The remainder of this paper is organized as follows: Section 2 introduces the research methodology. Section 3 focuses on scenario construction and standardized decomposition for pedestrian crossings, including functional classification and structured representation of crossing environments. Section 4 presents the perception, prediction, and decision-making processes based on VLM, covering scenario description, risk prediction, and autonomous decision-making. Section 5 reports the quantitative experimental results and provides analysis. Finally, Section 6 concludes the study and highlights future research directions.
Methodology
This paper leverages the performance of VLM models in complex tasks such as scenario understanding and causal reasoning, focusing on the study of pedestrian crossings in autonomous driving scenarios, and providing roadside support for autonomous driving environments.
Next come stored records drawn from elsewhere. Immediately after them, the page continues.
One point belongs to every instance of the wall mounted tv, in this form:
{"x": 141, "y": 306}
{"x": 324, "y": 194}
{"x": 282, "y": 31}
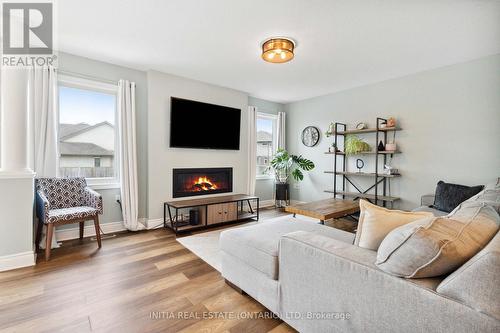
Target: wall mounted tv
{"x": 203, "y": 126}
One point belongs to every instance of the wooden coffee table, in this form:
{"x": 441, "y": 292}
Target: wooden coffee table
{"x": 325, "y": 209}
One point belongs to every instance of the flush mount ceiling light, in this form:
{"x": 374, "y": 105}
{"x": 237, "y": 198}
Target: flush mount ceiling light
{"x": 278, "y": 50}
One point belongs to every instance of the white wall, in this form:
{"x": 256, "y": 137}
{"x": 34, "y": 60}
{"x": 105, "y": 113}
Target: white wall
{"x": 103, "y": 136}
{"x": 163, "y": 159}
{"x": 451, "y": 122}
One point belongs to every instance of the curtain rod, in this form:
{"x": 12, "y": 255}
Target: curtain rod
{"x": 88, "y": 77}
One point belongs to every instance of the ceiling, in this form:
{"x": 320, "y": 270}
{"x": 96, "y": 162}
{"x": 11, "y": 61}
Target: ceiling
{"x": 341, "y": 44}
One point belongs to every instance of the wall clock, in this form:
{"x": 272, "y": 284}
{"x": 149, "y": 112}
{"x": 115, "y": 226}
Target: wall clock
{"x": 310, "y": 136}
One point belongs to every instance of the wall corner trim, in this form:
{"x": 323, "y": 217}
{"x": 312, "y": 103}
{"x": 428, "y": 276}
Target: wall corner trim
{"x": 17, "y": 260}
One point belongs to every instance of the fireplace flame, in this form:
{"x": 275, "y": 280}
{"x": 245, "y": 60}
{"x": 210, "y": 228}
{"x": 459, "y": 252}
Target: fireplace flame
{"x": 204, "y": 184}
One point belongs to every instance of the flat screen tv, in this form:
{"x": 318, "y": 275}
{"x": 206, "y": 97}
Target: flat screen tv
{"x": 203, "y": 126}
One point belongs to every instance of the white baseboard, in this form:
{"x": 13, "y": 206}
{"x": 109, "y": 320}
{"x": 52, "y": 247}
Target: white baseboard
{"x": 18, "y": 260}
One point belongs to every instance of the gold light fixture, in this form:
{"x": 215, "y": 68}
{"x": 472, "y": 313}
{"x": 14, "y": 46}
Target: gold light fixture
{"x": 278, "y": 50}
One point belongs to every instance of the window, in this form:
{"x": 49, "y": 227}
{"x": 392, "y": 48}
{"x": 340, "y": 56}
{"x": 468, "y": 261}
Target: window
{"x": 266, "y": 143}
{"x": 87, "y": 131}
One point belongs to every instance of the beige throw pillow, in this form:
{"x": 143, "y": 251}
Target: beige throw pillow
{"x": 376, "y": 222}
{"x": 438, "y": 245}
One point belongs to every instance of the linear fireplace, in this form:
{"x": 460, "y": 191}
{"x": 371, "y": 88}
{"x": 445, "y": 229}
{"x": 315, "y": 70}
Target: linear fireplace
{"x": 201, "y": 181}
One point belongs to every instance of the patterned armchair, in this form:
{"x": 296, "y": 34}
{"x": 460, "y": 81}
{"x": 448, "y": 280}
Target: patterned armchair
{"x": 63, "y": 201}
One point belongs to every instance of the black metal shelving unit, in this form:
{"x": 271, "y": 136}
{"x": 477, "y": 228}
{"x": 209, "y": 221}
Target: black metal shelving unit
{"x": 380, "y": 179}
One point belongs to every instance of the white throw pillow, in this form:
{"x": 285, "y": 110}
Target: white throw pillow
{"x": 376, "y": 222}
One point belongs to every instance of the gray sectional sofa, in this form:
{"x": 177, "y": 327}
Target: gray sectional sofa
{"x": 317, "y": 281}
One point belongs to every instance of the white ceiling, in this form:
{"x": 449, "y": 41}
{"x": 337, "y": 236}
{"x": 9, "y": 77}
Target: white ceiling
{"x": 341, "y": 43}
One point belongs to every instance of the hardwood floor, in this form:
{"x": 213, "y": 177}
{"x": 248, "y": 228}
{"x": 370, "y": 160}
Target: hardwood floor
{"x": 137, "y": 282}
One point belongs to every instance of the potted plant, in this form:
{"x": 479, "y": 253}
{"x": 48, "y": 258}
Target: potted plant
{"x": 285, "y": 165}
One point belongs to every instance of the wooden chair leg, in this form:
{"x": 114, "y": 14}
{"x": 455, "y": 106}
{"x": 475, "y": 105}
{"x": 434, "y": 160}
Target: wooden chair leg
{"x": 38, "y": 235}
{"x": 48, "y": 243}
{"x": 82, "y": 225}
{"x": 97, "y": 230}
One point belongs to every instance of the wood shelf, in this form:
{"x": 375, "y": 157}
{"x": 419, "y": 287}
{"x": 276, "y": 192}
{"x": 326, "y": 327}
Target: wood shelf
{"x": 212, "y": 211}
{"x": 365, "y": 195}
{"x": 362, "y": 174}
{"x": 367, "y": 130}
{"x": 367, "y": 153}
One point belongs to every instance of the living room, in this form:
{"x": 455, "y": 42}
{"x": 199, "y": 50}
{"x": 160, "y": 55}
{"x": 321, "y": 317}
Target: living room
{"x": 177, "y": 166}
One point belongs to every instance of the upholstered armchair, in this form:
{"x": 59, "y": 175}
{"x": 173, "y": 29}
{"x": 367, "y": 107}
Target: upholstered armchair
{"x": 64, "y": 201}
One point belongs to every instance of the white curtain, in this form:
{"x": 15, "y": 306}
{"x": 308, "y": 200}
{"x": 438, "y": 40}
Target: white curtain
{"x": 43, "y": 123}
{"x": 252, "y": 149}
{"x": 281, "y": 130}
{"x": 128, "y": 155}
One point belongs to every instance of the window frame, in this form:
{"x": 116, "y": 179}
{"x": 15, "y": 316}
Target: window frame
{"x": 274, "y": 118}
{"x": 70, "y": 81}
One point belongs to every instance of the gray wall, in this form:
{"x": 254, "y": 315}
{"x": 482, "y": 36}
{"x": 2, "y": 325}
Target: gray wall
{"x": 450, "y": 117}
{"x": 163, "y": 158}
{"x": 98, "y": 69}
{"x": 264, "y": 187}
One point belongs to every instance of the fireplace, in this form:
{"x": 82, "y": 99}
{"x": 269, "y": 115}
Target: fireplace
{"x": 202, "y": 181}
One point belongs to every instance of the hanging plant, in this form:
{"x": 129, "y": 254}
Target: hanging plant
{"x": 354, "y": 145}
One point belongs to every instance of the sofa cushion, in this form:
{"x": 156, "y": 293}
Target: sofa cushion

In this study, we employed GPT-4o (with Vision) developed by OpenAI as the core VLM. The model accepts visual inputs and prompts, and produces structured JSON outputs as well as natural language scene descriptions. Its multimodal capabilities are leveraged through API-based access under the ChatGPT-4o framework. By inputting both visual scenario images of pedestrian crossings and designed prompt information from a third-party perspective, independent of pedestrians and vehicles, the VLM generates a standardized JSON-format checklist34. This allows the VLM to perform perception, prediction, and decision-making within the traffic scenarios of pedestrian crossings in autonomous driving environments. Additionally, to comprehensively set up the pedestrian crossing scenarios and improve the interpretability of the results, ensuring that these scenarios apply to autonomous driving environments, the datasets used in this study were all collected through optical sensor simulations from the open-source autonomous driving simulator CARLA (version 0.9.15)35, using the simulation map Town10HD_Opt. This paper presents application scenarios of VLM in pedestrian crossings within autonomous driving environments, aiming to support the development of pedestrian crossings in the context of autonomous driving.
Taking the visual scenario of the pedestrian crossing as input information, and the data is obtained by optical sensors in the Carla simulator. In actual scenarios, this data usually comes from cameras installed at the pedestrian crossing. After obtaining the scenario information, the prompt words are input at the same time to make the VLM output content. In addition, in order to make the content output by VLM more targeted, this paper imposes certain restrictions on the prompt words. In order to standardize the output, a standardized checklist example is established to convert the content into a JSON format checklist. Through these operations, a smart scenario system is built with the help of VLM to perceive, predict and make decisions on the pedestrian crossing scenario. Perception capabilities include identifying and understanding key elements in the environment, such as pedestrians, traffic lights, road signs and other vehicles. Through this information, a comprehensive understanding of the current traffic situation is formed. Prediction capabilities involve inferring the behavior of autonomous vehicles and pedestrians in the scenario to predict the degree of collision risk between pedestrians and autonomous vehicles. Decision-making capabilities perform corresponding operations based on the prediction results. When it is predicted that a pedestrian is about to enter the pedestrian crossing, it is necessary to determine whether to slow down or stop to avoid a collision. The aim is to generate a standardized checklist of pedestrian crossings in an autonomous driving environment through VLM and realize smart scenario construction, improve traffic safety levels and reduce the incidence of traffic accidents. In many real-world scenarios where real-time communication is limited, components of the VLM model can be deployed on edge computing units integrated with roadside cameras to handle local perception and risk prediction. Critical safety information can then be synchronized with vehicles through low-frequency communication. This setup helps to mitigate the challenge of limited infrastructure-to-vehicle communication in real-world environments.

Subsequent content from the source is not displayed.